For project-specific options, use the configuration file _your-workspace_/tools/bazel.rc (see bazelrc format).

For options that you do not want to check into source control, create the configuration file _your-workspace_/.bazelrc and add .bazelrc to your .gitignore. Note that this file has a different name than the file above (bazel.rc vs .bazelrc).

Packages

Every directory that contains buildable files should be a package. If a BUILD file refers to files in subdirectories (e.g., srcs = ["a/b/C.java"]) it is a sign that a BUILD file should be added to that subdirectory. The longer this structure exists, the more likely circular dependencies will be inadvertently created, a target’s scope will creep, and an increasing number of reverse dependencies will have to be updated.

BUILD files

See the BUILD file style guide.

.bzl files

.bzl files style guide

See the Style guide for .bzl files for guidelines.

Packaging rules

See Packaging rules for advice on how to structure and where to put new rules.

Rule choice

When using a language for which Bazel has built-in rules (e.g., C++), prefer using these rules to writing your own. These rules are documented in the build encyclopedia.

WORKSPACE files

Repository rules

Prefer http_archive and new_http_archive to git_repository, new_git_repository, and maven_jar.

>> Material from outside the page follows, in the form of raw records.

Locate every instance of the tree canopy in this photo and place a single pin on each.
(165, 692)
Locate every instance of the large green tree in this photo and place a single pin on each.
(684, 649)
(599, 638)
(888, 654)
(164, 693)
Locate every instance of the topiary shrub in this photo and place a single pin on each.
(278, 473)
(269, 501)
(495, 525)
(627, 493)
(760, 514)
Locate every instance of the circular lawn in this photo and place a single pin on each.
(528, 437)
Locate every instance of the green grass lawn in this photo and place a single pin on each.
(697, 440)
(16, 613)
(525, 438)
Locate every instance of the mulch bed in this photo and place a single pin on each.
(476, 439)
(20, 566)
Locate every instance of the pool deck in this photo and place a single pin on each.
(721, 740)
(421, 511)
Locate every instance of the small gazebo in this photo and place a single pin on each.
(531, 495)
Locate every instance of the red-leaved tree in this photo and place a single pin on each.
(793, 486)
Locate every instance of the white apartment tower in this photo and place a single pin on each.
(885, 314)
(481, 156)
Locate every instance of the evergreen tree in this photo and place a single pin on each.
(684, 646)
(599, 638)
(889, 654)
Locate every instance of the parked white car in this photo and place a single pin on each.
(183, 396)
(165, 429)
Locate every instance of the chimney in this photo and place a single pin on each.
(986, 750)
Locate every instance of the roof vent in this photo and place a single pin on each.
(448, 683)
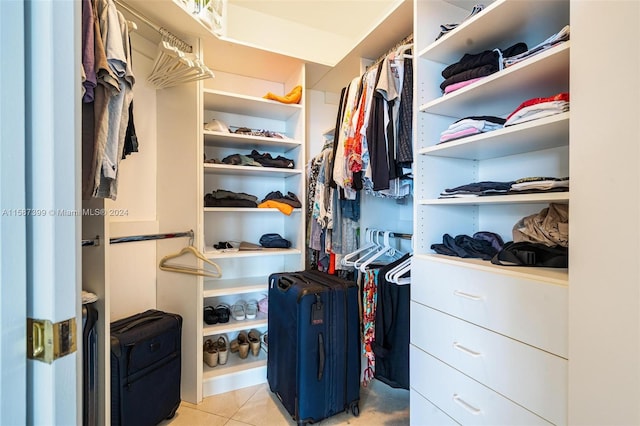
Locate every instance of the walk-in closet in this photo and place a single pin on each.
(428, 158)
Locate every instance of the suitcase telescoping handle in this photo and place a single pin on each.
(320, 356)
(138, 322)
(285, 283)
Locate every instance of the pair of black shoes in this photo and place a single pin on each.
(290, 198)
(219, 314)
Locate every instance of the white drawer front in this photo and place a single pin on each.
(463, 399)
(424, 413)
(527, 310)
(531, 377)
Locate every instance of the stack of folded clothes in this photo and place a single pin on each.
(469, 126)
(559, 37)
(540, 184)
(284, 203)
(473, 66)
(483, 245)
(477, 189)
(223, 198)
(536, 108)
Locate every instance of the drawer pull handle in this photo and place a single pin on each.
(467, 295)
(464, 404)
(468, 351)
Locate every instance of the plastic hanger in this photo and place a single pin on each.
(350, 258)
(386, 250)
(184, 269)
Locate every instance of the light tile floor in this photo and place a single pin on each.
(258, 406)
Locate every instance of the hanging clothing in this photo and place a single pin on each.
(392, 331)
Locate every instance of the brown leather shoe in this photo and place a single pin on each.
(243, 345)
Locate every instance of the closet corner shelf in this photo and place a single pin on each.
(545, 74)
(233, 286)
(487, 29)
(246, 210)
(535, 135)
(235, 140)
(217, 100)
(233, 325)
(552, 197)
(555, 276)
(235, 365)
(226, 169)
(214, 254)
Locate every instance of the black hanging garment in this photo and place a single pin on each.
(391, 344)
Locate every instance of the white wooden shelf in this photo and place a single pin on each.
(228, 169)
(269, 210)
(499, 25)
(215, 254)
(543, 75)
(240, 141)
(552, 197)
(558, 276)
(536, 135)
(217, 100)
(233, 326)
(234, 286)
(235, 364)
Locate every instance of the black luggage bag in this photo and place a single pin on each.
(145, 368)
(313, 363)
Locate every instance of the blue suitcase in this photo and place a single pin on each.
(313, 363)
(145, 368)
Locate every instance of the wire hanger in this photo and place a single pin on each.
(184, 269)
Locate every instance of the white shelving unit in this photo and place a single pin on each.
(245, 273)
(476, 326)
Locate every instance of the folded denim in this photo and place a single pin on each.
(274, 241)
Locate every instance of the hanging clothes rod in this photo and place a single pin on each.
(151, 237)
(408, 39)
(176, 41)
(94, 243)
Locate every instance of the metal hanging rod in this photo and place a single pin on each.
(166, 34)
(408, 39)
(95, 242)
(164, 236)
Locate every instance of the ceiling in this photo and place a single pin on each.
(348, 18)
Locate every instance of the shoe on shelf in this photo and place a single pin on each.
(210, 353)
(243, 345)
(210, 316)
(254, 342)
(223, 311)
(237, 311)
(251, 309)
(222, 348)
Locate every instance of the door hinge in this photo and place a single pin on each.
(47, 341)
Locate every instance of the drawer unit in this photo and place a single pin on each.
(465, 400)
(529, 376)
(534, 312)
(424, 412)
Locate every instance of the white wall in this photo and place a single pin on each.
(133, 264)
(604, 290)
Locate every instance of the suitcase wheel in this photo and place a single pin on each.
(355, 409)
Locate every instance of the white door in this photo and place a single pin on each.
(39, 160)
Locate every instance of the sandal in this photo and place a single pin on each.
(209, 315)
(251, 309)
(223, 312)
(237, 311)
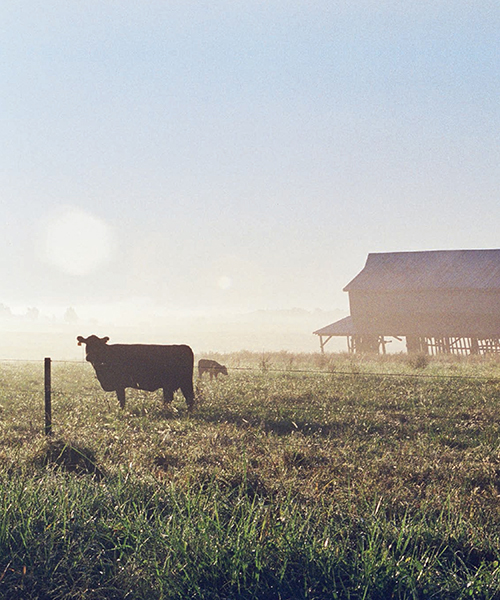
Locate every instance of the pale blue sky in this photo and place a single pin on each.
(240, 155)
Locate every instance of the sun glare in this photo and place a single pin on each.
(77, 242)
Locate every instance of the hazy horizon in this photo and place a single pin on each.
(220, 158)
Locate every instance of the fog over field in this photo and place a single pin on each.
(33, 334)
(216, 172)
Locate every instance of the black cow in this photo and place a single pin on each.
(210, 366)
(141, 366)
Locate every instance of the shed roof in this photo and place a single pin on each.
(429, 270)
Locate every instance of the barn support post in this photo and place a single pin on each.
(48, 397)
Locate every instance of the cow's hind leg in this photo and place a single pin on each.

git_repository depends on jGit, which has several unpleasant bugs, and maven_jar uses Maven’s internal API, which generally works but is less optimized for Bazel than http_archive’s downloader logic. Track the following issues filed to remediate these problems:

Do not use bind(). See “Consider removing bind” for a long discussion of its issues and alternatives.

Custom BUILD files

When using a new_ repository rule, prefer to specify build_file_content, not build_file.

Repository rules

A repository rule should generally be responsible for:

  • Detecting system settings and writing them to files.
  • Finding resources elsewhere on the system.
  • Downloading resources from URLs.
  • Generating or symlinking BUILD files into the external repository directory.

Avoid using repository_ctx.execute when possible. For example, when using a non-Bazel C++ library that has a build using Make, it is preferable to use repository_ctx.download() and then write a BUILD file that builds it, instead of running ctx.execute(["make"]).

Programming languages

This section describes best practices for specific programming languages.

C++ and Bazel

For best practices for C++ projects, see C++ and Bazel.

Java and Bazel

For best practices for Java projects, see Java and Bazel.

Protos and Bazel

Recommended code organization:

  • One proto_library rule per .proto file.
  • A file named foo.proto will be in a rule named foo_proto, which is located in the same package.
  • A [language]_proto_library that wraps a proto_library named foo_proto should be called foo_[language]_proto, and be located in the same package.